First, the casualties were so high, so many people died, that groups and communities felt compelled to mark their loss, and the sacrifice of so many young people, in some permanent public way. The Great War was the first ‘total’ war in which the United Kingdom was engaged. In previous wars quite large numbers of men had volunteered to fight, but nothing on the scale of 1914-18. The British army in the South African War, for example, numbered about 500,000, with 22,000 fatal casualties, while in the First World War, 5,700,000 people were mobilised in the armed services, of whom over 800,000 were killed or died of wounds. In the UK, there was a ‘nation-in-arms’ for the very first time, underpinned by conscription (compulsory military service) in England, Scotland and Wales (though not in Ireland).

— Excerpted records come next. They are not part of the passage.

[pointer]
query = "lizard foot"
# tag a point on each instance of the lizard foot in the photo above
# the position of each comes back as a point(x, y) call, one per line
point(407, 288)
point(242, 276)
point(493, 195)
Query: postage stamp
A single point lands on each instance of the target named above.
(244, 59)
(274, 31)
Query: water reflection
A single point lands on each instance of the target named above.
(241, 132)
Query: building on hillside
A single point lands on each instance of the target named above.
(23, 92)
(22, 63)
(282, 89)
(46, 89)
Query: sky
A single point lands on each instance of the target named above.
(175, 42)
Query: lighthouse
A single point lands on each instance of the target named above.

The second reason for the war memorials comes from the decision made early in the war that war dead should be buried on the battle zone itself, close to where they fell. The principle established by what became the Imperial (now Commonwealth) War Graves Commission was that equality of sacrifice should be matched by equality of treatment. Rich families, who could afford to do so, would not be allowed to bring their fallen home, nor would there be any differentiation in treatment between officers and men. Thus emerged the series of peaceful and beautiful war cemeteries along the line of the Western Front in Belgium, France and elsewhere, with their ranks of matching white Portland stone headstones marking permanently that admirable equality of treatment.1 But there was a further problem. At the end of the war the Commission calculated that almost half of the dead had no identifiable grave or were simply ‘missing’. In the war cemeteries one frequently comes across a headstone with the inscription ‘Known unto God’, and the unidentified are commemorated by name on a number of ‘Memorials to the Missing’, including, for example, the great Thiepval memorial on the Somme with 70,000 names, and the Menin Gate at Ypres with 54,000 names. These are, certainly, fine and appropriate monuments, but they are far from home and difficult for relatives to visit. Desiring some specific place to commemorate, and mourn, their dead, relatives warmly supported the idea of a local war memorial, which could represent the loved one’s actual gravestone. In this way, war memorials become substitute, or surrogate, headstones, where the dead were symbolically placed at the centre of their own community.